LAUSR

Cache replacement policies and cache partitioning are well-known cache management techniques which aim to eliminate inter- and intra-application contention caused by co-running applications, respectively. Since replacement policies can change applications’ behavior on a shared last-level cache, they have a massive impact on cache partitioning. Furthermore, cache partitioning determines the capacity allocated to each application affecting incorporated replacement policy. However, their interoperability has not been thoroughly explored. Since existing cache partitioning methods are tailored to specific replacement policies to reduce overheads for characterization of applications’ behavior, they may lead to suboptimal partitioning results when incorporated with the up-to-date replacement policies.
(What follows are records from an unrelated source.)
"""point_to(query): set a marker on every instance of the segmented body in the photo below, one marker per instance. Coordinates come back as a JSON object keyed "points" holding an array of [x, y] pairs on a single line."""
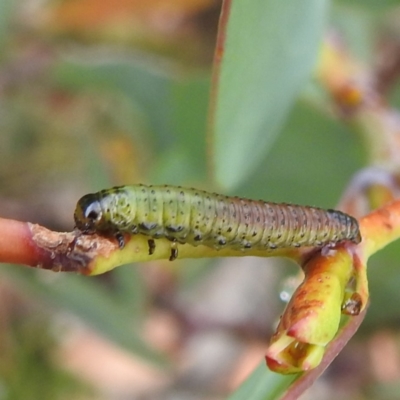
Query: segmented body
{"points": [[198, 217]]}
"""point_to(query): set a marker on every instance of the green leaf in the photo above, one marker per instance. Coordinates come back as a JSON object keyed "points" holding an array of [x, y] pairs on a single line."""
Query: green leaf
{"points": [[263, 384], [270, 49]]}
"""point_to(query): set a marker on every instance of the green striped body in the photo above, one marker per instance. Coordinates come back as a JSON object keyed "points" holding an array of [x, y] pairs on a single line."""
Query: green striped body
{"points": [[198, 217]]}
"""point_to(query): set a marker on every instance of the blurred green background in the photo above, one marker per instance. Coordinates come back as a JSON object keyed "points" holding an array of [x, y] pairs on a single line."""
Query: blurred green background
{"points": [[96, 94]]}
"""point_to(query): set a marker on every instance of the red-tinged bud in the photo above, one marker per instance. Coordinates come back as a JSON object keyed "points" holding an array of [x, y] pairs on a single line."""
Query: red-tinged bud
{"points": [[311, 319]]}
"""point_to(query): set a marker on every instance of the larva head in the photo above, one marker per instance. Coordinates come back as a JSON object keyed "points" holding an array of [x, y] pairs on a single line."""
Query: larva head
{"points": [[88, 214]]}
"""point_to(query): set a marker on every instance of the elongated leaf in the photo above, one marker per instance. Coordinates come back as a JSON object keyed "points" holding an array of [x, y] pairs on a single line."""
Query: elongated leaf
{"points": [[269, 51], [263, 384]]}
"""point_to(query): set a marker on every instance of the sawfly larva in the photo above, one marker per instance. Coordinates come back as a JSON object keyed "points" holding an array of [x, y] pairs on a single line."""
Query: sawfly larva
{"points": [[201, 218]]}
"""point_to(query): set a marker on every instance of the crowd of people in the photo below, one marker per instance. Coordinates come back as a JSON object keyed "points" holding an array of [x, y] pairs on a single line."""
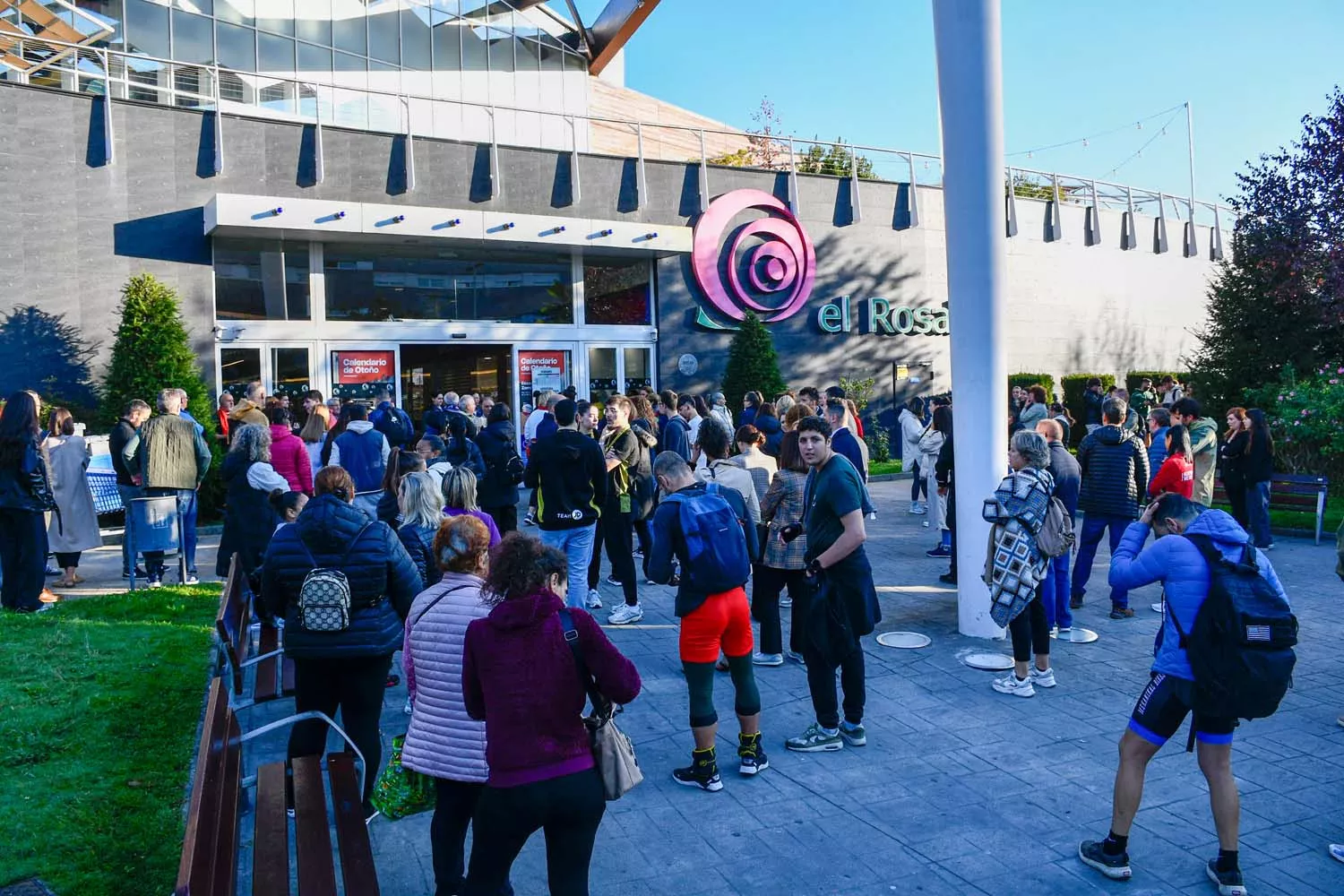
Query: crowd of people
{"points": [[676, 490]]}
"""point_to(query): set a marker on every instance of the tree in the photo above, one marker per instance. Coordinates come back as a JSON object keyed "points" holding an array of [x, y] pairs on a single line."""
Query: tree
{"points": [[1277, 306], [47, 355], [753, 366]]}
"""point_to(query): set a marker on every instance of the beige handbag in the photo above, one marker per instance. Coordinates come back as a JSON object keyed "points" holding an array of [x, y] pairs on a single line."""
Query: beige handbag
{"points": [[613, 754]]}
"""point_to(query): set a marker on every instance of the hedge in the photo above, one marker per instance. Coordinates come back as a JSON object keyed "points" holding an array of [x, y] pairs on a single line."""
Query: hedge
{"points": [[1074, 386]]}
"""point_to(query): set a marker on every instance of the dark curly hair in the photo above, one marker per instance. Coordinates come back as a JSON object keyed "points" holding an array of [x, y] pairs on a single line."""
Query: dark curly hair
{"points": [[521, 565]]}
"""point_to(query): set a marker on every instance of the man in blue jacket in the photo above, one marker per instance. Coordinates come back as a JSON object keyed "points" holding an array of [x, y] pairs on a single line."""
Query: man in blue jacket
{"points": [[1177, 564]]}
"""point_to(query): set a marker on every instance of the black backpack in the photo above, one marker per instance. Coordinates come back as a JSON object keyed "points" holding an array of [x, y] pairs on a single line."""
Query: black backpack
{"points": [[1241, 646]]}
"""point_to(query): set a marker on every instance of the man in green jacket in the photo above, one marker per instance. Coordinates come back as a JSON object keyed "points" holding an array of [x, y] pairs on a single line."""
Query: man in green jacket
{"points": [[174, 460], [1203, 441]]}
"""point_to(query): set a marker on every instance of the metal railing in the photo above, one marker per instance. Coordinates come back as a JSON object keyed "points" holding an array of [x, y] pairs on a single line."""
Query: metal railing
{"points": [[116, 74]]}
In cache partitioning, miss curve estimation is a key component to relax this restriction which can reflect the dependency between a replacement policy and cache partitioning on partitioning decision. To tackle this issue, we propose a replacement policy adaptable miss curve estimation (RME) which estimates dynamic workload patterns according to any arbitrary replacement policy and to given applications with low overhead. In addition, RME considers asymmetry of miss latency by miss type, thus the impact of miss curve on cache partitioning can be reflected more accurately. The experimental results support the efficiency of RME and show that RME-based cache partitioning cooperated with high-performance replacement policies can minimize both inter- and intra-application interference successfully.